It’s a major risk, said Touran. The biggest challenge nuclear has is competing with natural gas, he said, a “luxury, super expensive fuel may not be the best way.”
There is still stigma around nuclear waste, too. SMR companies say smaller reactors mean less nuclear waste, but 2022 research from Stanford University suggested some SMRs could actually generate more waste, in part because they are less fuel efficient.
Amid the push to accelerate SMRs, some experts say the biggest concern is safety. The Trump administration has focused on speeding up licensing processes and loosening regulatory requirements, which Lyman fears will not give enough time to evaluate safety and security. “It’s really the Wild West,” he said.
Other experts are more optimistic. “Just eliminating regulations without much thought is dangerous,” Michigan’s Kochunas said. But done properly “I don’t think there’s any inherent concerns to safety by prioritizing and fast tracking SMRs,” he told CNN.
The Department of Energy rejected claims safety would be compromised. “DOE upholds the highest standards of safety in our work with the nuclear industry,” Bahran said.
As companies race to prove SMRs can meet the hype, experts appear to be divided in their thinking.
For some, SMRs are an expensive — and potentially dangerous — distraction, with timelines that stretch so far into the future they cannot be a genuine answer to soaring needs for clean power right now. They may not be ready for decades, Macfarlane said. “Will these companies wait until then? Will AI be relevant then?” she asked.
Lyman believes a driving force behind the push to get SMRs online is fear that time is running out to compete with wind, solar and batteries. “If they don’t prove what they’re claiming about how nuclear power is going to save the world, then it’s going to become obsolete,” he said.

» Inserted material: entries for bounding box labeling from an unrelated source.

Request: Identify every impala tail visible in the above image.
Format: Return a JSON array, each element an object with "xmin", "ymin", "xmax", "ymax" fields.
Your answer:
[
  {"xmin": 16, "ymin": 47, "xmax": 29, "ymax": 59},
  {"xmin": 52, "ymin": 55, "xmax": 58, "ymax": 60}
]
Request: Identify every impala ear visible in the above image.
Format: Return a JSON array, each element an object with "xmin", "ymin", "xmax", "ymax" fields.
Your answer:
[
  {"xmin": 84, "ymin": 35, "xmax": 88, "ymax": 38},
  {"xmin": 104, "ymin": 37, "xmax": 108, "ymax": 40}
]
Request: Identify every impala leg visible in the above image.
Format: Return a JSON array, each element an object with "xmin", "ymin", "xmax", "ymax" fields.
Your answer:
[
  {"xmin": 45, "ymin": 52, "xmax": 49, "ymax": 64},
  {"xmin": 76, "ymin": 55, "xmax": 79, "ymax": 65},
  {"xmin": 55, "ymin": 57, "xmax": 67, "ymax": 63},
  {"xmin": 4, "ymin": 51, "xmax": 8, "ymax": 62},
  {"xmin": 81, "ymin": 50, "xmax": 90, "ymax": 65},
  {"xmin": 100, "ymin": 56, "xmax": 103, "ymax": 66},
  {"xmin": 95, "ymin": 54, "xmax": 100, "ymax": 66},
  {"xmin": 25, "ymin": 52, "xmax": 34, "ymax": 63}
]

Others, however, point out that all technology is expensive to start with, and costs tend to come down as it advances. SMRs could mean data centers don’t strain the grid and push up people’s electricity bills, they could be used in remote areas instead of diesel generators or even in industrial factories to provide heat, they argue.
Investing in SMRs now will prove, one way or another, if they can be an option to complement wind or solar, Touran said, “progress requires people to do stuff.”
“Let’s build the reactor. Let’s turn it on, and let’s see if it actually runs well,” he said. “The big debate, the big race is who can run one economically.”